Deep Blue Project Assets
The third major factor of the sustained security improvements in the Gulf of Guinea would have to be identified with the orchestrations of the NIMASA Deep Blue Economy Project and its rally of forces by Nigeria’s navy, army, air force and Directorate of Security Services whose embedded teams reportedly patrol the territorial waters and the Exclusive Economic Zone (EEZ). Officially called the Integrated National Security and Waterways Protection Infrastructure, the Deep Blue Project was launched at the Apapa Port Complex in Lagos by President Muhammadu Buhari on 10 June 2021. Simulations for the take-off of the Deep Blue Project saw its Maritime Security Unit personnel drawn from the Nigerian Navy, Nigerian Army, Nigerian Air Force, Nigeria Police, and the Department of State Services conduct drills on land, air, and sea with assets acquired for the Project, including the Command, Control, Communication, Computer, and Intelligence Centre (C4i) for intelligence gathering and data collection, 16 armoured vehicles for coastal patrol, 600 specially trained troops for interdiction, known as Maritime Security Unit, two Special Mission Vessels and 17 Fast Interceptor Boats, two Special Mission Aircraft for surveillance of the country’s Exclusive Economic Zone (EEZ), three Special Mission Helicopters for search and rescue operations, and four Unmanned Aerial Vehicles.

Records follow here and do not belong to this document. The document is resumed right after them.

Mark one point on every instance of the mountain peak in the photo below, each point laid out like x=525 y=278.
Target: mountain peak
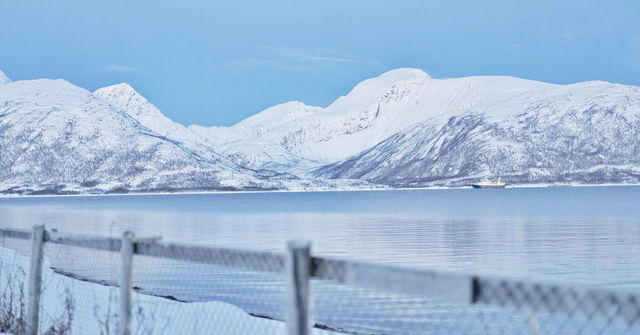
x=404 y=73
x=4 y=79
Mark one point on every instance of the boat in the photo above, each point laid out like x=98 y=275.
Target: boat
x=488 y=183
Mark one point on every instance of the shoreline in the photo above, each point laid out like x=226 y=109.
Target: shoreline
x=514 y=186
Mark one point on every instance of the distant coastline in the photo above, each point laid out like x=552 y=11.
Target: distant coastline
x=518 y=186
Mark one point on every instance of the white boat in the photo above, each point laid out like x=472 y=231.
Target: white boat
x=488 y=183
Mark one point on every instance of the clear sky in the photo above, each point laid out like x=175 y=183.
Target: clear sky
x=215 y=63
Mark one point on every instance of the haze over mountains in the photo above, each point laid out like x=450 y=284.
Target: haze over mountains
x=401 y=129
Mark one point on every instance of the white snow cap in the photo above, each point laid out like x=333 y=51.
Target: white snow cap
x=117 y=89
x=4 y=79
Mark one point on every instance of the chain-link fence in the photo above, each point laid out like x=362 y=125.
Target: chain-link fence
x=98 y=285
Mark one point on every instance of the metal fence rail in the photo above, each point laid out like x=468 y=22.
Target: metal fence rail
x=581 y=304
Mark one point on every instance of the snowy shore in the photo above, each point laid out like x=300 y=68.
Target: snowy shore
x=81 y=307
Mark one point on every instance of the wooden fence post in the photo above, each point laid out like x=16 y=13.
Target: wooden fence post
x=126 y=267
x=298 y=271
x=35 y=278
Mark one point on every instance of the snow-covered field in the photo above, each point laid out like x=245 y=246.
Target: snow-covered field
x=86 y=308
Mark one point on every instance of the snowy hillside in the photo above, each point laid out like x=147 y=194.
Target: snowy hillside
x=58 y=138
x=587 y=133
x=402 y=128
x=4 y=79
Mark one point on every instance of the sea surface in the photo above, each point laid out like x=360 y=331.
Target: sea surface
x=586 y=236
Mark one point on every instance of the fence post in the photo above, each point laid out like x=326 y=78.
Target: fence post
x=126 y=267
x=35 y=278
x=533 y=323
x=298 y=271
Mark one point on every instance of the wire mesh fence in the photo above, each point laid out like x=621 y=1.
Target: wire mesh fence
x=179 y=288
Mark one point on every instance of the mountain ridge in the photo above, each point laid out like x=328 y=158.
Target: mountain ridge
x=400 y=129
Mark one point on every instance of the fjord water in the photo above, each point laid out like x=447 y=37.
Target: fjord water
x=588 y=235
x=566 y=235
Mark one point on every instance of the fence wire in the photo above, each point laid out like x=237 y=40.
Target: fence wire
x=182 y=289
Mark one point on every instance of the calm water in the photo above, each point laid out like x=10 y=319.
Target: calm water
x=583 y=235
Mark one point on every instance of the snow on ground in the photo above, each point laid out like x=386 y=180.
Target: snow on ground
x=88 y=308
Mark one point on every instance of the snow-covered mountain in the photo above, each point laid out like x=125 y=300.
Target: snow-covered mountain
x=4 y=79
x=402 y=128
x=405 y=128
x=525 y=131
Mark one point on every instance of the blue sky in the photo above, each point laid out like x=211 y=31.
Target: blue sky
x=215 y=63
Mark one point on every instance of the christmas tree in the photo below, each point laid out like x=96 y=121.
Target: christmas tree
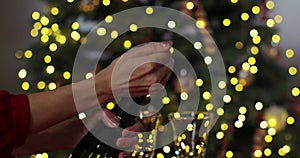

No doubt, the impact of such a modern force, if properly articulated, cannot fail to register resoundingly anywhere they appear in contest against less-organized, illicit non-state actors. Hence, the synergy produced by collaboration with the EU’s CMP and updated legislation of the affected coastal states is yielding impressive results, extending authority and force projection in previously blindsided locales which suffered depredations reserved for ungoverned spaces. For example, when the MT Success 9 was being searched for rescue, advanced equipment for special tracking was deployed by the Information Fusion Centre to counter the switch-off of the vessel’s AIS equipment by the hijackers, something the coastal states were incapable of doing previously. And, on balance, it appears in order to say that it is morning yet, because the history of this emergent security architecture is well under five years in age, in terms of actual deployment of forces on the high sea. If all goes according to the stakeholders’ plans, therefore, we may begin to sensibly postulate brighter conditions of prosperity in Africa when her maritime trade would completely rid of noxious exorbitant problems such as piracy, armed robbery and kidnapping at sea or in near-port precincts.